Despite the global challenges posed by climate change and emissions reductions in various industries in recent years, the ever growing demand for computation has ensured the opposite effect in this field as the computational capacity and therefore the associated energy requirement keeps growing1. Meanwhile, recent legislation introduced explicit responsibilities to avoid or re-use waste heat2. This amplifies the need for improving sustainability of (scientific) computing. GreenHPC is only one part of GreenIT which comprises efforts to increase the energy efficiency across all domains of computation, from smartphones to desktops, industrial applications and the cloud. With the Software Carbon Intensity (SCI) score, the aims to provide a standardized3 metric to reduce carbon emissions. The actual formula $SCI=(O+M)/R$ accounts for both, the operational emissions $O$ as well as the embodied emissions $M$, per functional unit $R$. The operational emissions are just the product of energy consumed and region-specific carbon intensity while the embodied emissions capture the share of total emissions for the hardware components themselves.
For supercomputers however, energy consumption is not only an aggregate ecological, but also an individual economical concern, since it can account for up to 50% of the total cost of ownership of such systems.4 The most intuitive first step is to only power-up computing resources when they are actually needed which is why HSUper shuts down idle nodes after fifteen minutes. Beyond this, improving energy efficiency is a necessary part of the path towards exascale computing. In that spirit, a companion to the Top500 list of the 500 fastest computers, the Green500 list tracks the 500 most energy efficient HPC systems with the highest GFLOPS per watt. While improvements in hardware efficiency lead to better theoretical values, energy efficiency is also determined by application software and its usage, making this an iterative (see below), collective challenge for everybody involved with HPC .
The first step researchers can take towards improving the energy efficiency of their scientific computations is to measure and report the associated energy consumption. “Putting an energy/carbon price on scientific output” incentivizes identifying potential for optimization and choosing different methods based on their energy efficiency.
By proactively reporting energy consumption and carbon emissions associated with their scientific output, researchers can promote these metrics in their respective communities, raising awareness for green computing and motivating innovation which may lead to further improvements in energy efficiency.
However, measuring the energy consumption of HPC workloads is not so trivial.
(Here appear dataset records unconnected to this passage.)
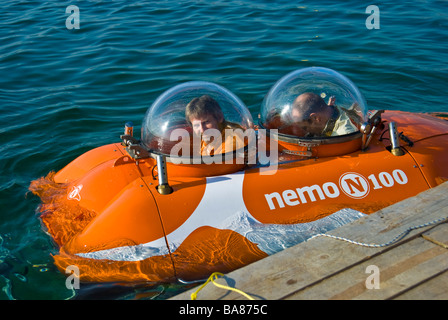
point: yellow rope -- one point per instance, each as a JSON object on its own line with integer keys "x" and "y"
{"x": 212, "y": 278}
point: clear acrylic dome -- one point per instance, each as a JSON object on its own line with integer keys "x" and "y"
{"x": 314, "y": 102}
{"x": 167, "y": 125}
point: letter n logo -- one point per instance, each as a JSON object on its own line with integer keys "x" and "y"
{"x": 354, "y": 185}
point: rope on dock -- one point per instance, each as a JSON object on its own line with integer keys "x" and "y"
{"x": 372, "y": 245}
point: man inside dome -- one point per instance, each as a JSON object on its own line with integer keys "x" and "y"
{"x": 207, "y": 121}
{"x": 313, "y": 117}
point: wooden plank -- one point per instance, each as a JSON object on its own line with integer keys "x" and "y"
{"x": 399, "y": 269}
{"x": 438, "y": 235}
{"x": 433, "y": 289}
{"x": 306, "y": 264}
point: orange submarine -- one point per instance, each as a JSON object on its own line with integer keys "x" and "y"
{"x": 153, "y": 210}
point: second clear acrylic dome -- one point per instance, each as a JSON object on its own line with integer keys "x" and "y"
{"x": 314, "y": 102}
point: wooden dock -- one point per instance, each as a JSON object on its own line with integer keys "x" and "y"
{"x": 415, "y": 267}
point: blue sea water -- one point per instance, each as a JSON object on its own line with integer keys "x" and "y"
{"x": 65, "y": 91}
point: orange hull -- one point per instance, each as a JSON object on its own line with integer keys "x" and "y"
{"x": 105, "y": 213}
This already starts at the definition of the measurement scope, since a cluster consists not only of the CPU and RAM installed in each compute node, but also of various types of shared hardware, such as networking and storage devices as well as cooling equipment, shared between multiple or all compute nodes. A metered PDU / PSU can be used to measure the actual power consumption with a resolution of seconds and watts for connected devices and the total impact can be roughly extrapolated by multiplying it with the PUE metric of the data center, which indicates the overhead from non-IT energy consumption. However, these devices/metrics are not always available and accessing the measurement data may not be possible for regular users. Therefore, hardware counters provide an alternative method of measuring the energy consumed by the components that can be directly attributed to a single job, the CPU and RAM . While IPMI also offers power monitoring capabilities, the CPU hardware counters based RAPL is usually used on Intel and AMD systems, which may be measured only on the same system and therefore incur some minimal overhead and are only available after boot-up.
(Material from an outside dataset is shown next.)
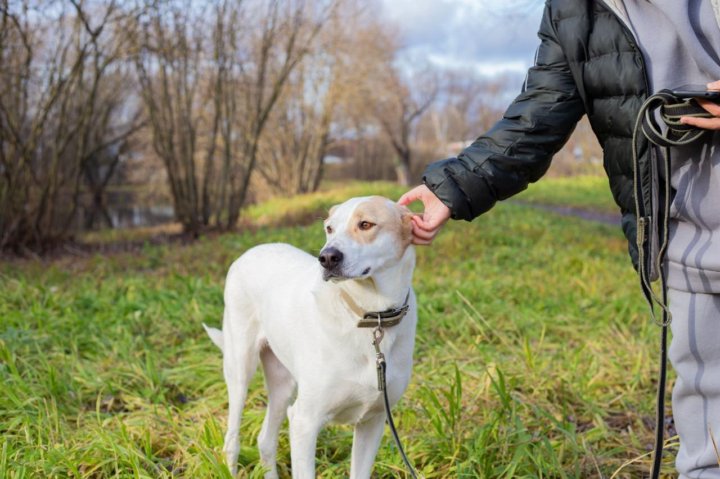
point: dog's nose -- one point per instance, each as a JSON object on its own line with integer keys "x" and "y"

An overview of energy measurement methods discussed above is provided in the following table:
Scope | Measurement method | External |
---|---|---|
Cluster level (incl. compute, cooling, networking, storage, etc.) | Electricity meter | ✅ |
Rack level (multiple nodes and switches) | Metered PDU | ✅ |
Chassis/Node level (switch/four HSUper nodes) | Outlet metered PDU or PSU over IPMI | ✅ |
Sub-node level (processor, core, memory) | RAPL | ❌ |
On HSUper, the Slurm batch system provides energy consumption and carbon emission estimation in the last line of the output file of your jobs:
$ sbatch --output out.txt --wait my_job.sh >/dev/null
$ tail -n 1 ./out.txt
Energy (CPU+Mem) : 0.49kWh (0.20kg CO2, 0.25€)
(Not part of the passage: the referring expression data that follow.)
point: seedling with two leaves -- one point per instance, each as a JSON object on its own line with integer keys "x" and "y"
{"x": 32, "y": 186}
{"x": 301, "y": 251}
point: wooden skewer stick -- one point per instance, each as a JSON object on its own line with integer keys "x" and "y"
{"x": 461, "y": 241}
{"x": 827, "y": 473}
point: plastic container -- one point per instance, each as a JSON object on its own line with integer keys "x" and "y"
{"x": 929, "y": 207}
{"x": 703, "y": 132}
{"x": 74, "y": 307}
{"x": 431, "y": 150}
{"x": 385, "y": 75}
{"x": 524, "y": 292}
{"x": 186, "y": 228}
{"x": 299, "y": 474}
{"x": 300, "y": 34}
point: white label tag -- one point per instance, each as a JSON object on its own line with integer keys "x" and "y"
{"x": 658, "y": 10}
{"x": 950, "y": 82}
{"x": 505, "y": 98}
⚠️ Note that this value do not reflect the actual total energy consumption of the hardware and specifically the carbon emission and electricity cost are only estimations derived using a simple linear model based on historical data.
More information about energy consumption estimation using RAPL can be found in the HSUper documentation.
Additionally, there are several portable alternative methods to access energy measurements by these lower level interfaces using tools like PowerAPI, PowerJoular, and (including other performance metrics) LIKWID, xbat, or PAPI.
GPU
power consumption can be measured using the Nvidia System Management Interface with nvidia-smi -q -d POWER
.
On platforms where the underlying interfaces are not available, such as ARM-based systems, (application and system specific) energy models may be developed based on PDU measurements for benchmark cases. However, developing such models is very much a non-trivial task, since a multitude of factors may affect energy consumption.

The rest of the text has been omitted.